L’édition proposée par Ki-oon n’est pas à refaire, la qualité est là, les jaquettes assez épurées proposant très peu de couleurs pour laisser place à un seul personnage. Les Fleurs du Mal est une série assez forte, où la pression monte de manière régulière. Alors que la fin du premier tome est assez intéressante en soi, la fin du second est d’une toute autre nature laissant la psychologie jouer aussi bien sur le mentale des personnages et celui du lecteur n’est pas épargné. Les situations vécues ici sont assez réalistes et on apprécie la manière dont Shuzo Oshimi nous les présente.

« Shuzo Oshimi nous présente de manière simple et réaliste des aléas de la vie difficiles à vivre lors du passage à l’âge adolescent.

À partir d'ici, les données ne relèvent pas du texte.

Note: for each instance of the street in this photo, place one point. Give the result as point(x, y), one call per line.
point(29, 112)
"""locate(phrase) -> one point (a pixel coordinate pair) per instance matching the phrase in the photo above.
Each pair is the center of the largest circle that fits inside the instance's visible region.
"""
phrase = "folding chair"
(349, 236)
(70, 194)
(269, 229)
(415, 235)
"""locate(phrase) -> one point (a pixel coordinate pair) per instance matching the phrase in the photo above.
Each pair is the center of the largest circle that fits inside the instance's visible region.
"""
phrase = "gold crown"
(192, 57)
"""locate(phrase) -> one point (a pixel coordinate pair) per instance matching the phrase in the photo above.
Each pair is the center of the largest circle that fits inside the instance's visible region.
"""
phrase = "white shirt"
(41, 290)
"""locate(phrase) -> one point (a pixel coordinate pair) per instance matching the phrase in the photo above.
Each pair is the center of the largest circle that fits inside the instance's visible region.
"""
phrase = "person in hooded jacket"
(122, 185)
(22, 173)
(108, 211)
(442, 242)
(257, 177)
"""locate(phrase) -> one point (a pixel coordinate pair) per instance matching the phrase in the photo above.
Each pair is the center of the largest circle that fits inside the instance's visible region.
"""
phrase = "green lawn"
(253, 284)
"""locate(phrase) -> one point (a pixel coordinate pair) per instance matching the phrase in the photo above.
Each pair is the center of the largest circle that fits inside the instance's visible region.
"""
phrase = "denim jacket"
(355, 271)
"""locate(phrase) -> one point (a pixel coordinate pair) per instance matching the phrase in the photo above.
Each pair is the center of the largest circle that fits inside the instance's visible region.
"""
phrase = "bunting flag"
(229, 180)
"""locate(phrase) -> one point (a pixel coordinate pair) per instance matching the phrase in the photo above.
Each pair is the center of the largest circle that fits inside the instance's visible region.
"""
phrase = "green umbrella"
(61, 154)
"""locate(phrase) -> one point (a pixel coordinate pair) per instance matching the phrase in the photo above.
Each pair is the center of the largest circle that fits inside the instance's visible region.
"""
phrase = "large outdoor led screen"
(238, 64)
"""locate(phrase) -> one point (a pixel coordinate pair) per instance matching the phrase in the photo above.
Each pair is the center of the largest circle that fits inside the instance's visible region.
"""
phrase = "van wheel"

Ces deux premiers tomes de Les Fleurs du Mal imposent un ton assez difficile au climat très tendu pour un récit incroyablement bien mis en scène. »
GeeKritique de Samy Joe


Titre : Les Fleurs du mal T1
Auteur : Shuzo OSHIMI

Parution : 12-01-2017
Format : 11,5 x 17,5 cm
Nombre de pages : 192
Prix de vente : 6,60 €

Tomes parus en VO : 11 (série terminée)



Résumé du Tome 2 :
Dans un élan de courage, Takao propose à Nanako de l'emmener chez son bouquiniste favori un week-end. Suspendu aux lèvres de la jeune fille, il en oublie de regarder où il met les pieds... Heureusement, alors qu'il est sur le point de valser dans les escaliers, sa muse le sauve et accepte l'invitation d'un même mouvement ! Mais la chute n'en est que plus dure quand l'adolescent découvre la présence de Sawa au bas des marches. Sa tortionnaire a tout entendu, et elle compte bien profiter de l'occasion pour forcer Takao à dévoiler ce qui est enfoui au plus profond de lui...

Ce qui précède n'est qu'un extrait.